Firms May Turn to Congress for Pension Funding Help

By Rip Watson, Senior Reporter

This story appears in the May 25 print edition of Transport Topics.

NEW YORK — Trucking fleets saddled with potential multibillion-dollar liability for underfunded union pension plans will look to Congress for a legislative remedy this year, company officials and experts said.

Executives of unionized less-than-truckload carriers said their companies’ finances are threatened by their obligations to make payments into the funds whose beneficiaries include former employees of carriers that have gone out of business and no longer pay into the multi-employer funds.



Both Robert Davidson, chief executive officer of Arkansas Best Corp. and William Zollars, YRC Worldwide Inc.’s CEO, said they favor reforming multi-employer pension plans to change surviving employers’ obligations.

“To have the surviving carriers take financial responsibility for failed carriers is fundamentally unfair,” Davidson said, speaking at the Wolfe Research Global Transportation Conference here. “What is totally unfair is for everyone else to eat in the restaurant and leave us with the check.”

YRC’s Zollars, speaking at the same meeting last week, made a similar point.

Multi-employer pension plans “are the ultimate penalty for success,” he said. “As companies in the multi-employee pension plans go out of business, the remaining companies end up with the liability.”

The extent of the potential liability was estimated by YRC Worldwide at $4 billion in its annual report filed with the Securities and Exchange Commission, while the tally would be at least $800 million for Arkansas Best, Davidson told Transport Topics May 18.

Those two companies — the largest less-than-truckload carriers contributing to the funds — would face liability if they failed to make fund payments.

Davidson said he believed Congress would take up a legislative solution later this year, but he declined to give more details.

The multi-employer pension pressure has been building since the Motor Carrier Act of 1980 deregulated the industry.
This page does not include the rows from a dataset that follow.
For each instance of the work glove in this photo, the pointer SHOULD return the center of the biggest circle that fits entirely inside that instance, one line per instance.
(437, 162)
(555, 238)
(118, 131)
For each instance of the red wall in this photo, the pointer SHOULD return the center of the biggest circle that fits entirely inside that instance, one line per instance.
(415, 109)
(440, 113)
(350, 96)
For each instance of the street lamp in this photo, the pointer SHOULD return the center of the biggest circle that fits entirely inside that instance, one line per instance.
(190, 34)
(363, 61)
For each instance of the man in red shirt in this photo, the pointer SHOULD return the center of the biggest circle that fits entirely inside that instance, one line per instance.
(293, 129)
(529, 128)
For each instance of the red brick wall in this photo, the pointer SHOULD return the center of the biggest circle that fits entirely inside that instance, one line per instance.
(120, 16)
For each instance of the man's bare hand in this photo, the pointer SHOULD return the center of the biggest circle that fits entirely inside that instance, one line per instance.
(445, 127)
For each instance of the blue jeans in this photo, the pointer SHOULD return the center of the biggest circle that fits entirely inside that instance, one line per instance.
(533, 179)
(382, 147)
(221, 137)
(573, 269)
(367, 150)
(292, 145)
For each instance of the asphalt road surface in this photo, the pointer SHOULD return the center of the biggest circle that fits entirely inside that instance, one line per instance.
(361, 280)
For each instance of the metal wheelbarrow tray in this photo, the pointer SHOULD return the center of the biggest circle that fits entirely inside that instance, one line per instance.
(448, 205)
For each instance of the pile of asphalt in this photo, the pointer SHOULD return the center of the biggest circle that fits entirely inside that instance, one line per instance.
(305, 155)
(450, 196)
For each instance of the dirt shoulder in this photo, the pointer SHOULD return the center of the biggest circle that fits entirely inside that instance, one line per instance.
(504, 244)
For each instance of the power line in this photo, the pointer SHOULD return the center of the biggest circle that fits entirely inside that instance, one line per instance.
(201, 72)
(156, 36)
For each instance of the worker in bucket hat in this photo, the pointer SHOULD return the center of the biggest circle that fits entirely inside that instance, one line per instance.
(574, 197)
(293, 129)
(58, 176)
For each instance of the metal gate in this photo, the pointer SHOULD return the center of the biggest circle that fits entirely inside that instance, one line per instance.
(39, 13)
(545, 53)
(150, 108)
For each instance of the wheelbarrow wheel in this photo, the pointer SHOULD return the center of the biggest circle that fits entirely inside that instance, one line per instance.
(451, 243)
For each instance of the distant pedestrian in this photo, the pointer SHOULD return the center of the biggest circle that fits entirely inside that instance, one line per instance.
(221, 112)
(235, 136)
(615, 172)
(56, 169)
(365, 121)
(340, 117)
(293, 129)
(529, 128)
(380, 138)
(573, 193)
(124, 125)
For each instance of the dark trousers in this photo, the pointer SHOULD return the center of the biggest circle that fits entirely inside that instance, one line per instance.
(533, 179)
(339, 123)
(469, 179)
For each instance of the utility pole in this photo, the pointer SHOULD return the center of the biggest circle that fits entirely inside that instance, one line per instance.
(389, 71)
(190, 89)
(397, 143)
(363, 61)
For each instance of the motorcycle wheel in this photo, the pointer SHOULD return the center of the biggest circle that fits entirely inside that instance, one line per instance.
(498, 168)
Legislation was passed less than a year later that obligated surviving companies to pay benefits for retirees of failed competitors, whose pensioners are known as “orphans.”

“Deregulation had the inevitable effect of forcing union companies out of business,” said Herve Aitken, a Washington transportation attorney who specializes in pension issues. He added that he believes the companies will seek legislation.

“In 1980, the LTL industry was [85% to 90%] unionized. Now it is just about the opposite,” Aitken said.

In total, the 2007 asset value of the multi-employer funds was about $65 billion, with liabilities of more than $111 billion — or a 58% funding level, said a report by Wolfe Research issued May 18.

The precise level of current multi-employer pension funding isn’t clear, and current proportions of active workers to beneficiaries are not known, because the funds’ haven’t filed comprehensive reports for 2008, YRC said in its annual report. In the funds’ 2007 reports, most listed more beneficiaries than active contributors.

“We believe orphans are responsible for a material proportion of the underfunded status of Teamster pensions and could cause further deterioration of Central States Pension Fund’s status and therefore increase YRC Worldwide’s and Arkansas Best’s withdrawal liabilities,” said the report.

“We expect their managements along with the Teamsters to lobby the Obama Administration for new multi-employer pension legislation to gain relief from these liabilities,” the report said.

The Central States fund provides benefits for about 40% of YRC’s employees, the company said. Its total beneficiaries now top half a million. Its funded status was listed as 42% in Wolfe’s report.

“We are on record as supporting pension reform,” Teamsters spokes-man Galen Munroe told TT. Thomas Nyhan, administrator of the Central States fund, has not returned multiple calls seeking comment and additional information.

YRC now pays between $34 million and $45 million a month for pension obligations and is negotiating with the union and the fund to replace cash payments with real estate collateral (click here for related story).

“We believe that our portion of the contingent liability in the case of a full withdrawal or termination from all of the multi-employer pension plans to which we contribute would be an estimated $4 billion on a pre-tax basis before taking into consideration the recent market declines,” YRC said.

Central States’ asset value declined 29% last year and now stands at $17.4 billion, according to a report by an independent special counsel.

UPS in 2007 paid $6.1 billion to exit from Central States, although the company’s workers still participate in other funds, spokesman Norman Black told TT. Its UPS Freight Teamsters workers participate in a company pension plan, he said.

Not all pension funds are in Central States’ position.

The Western Conference of Teamsters Pension Trust has said its plan currently is about 85% funded, based on a 2009 filing. Like Central States, that fund also has more than 500,000 participants, but only 45% are contributing to the plan — the balance are retired or laid off.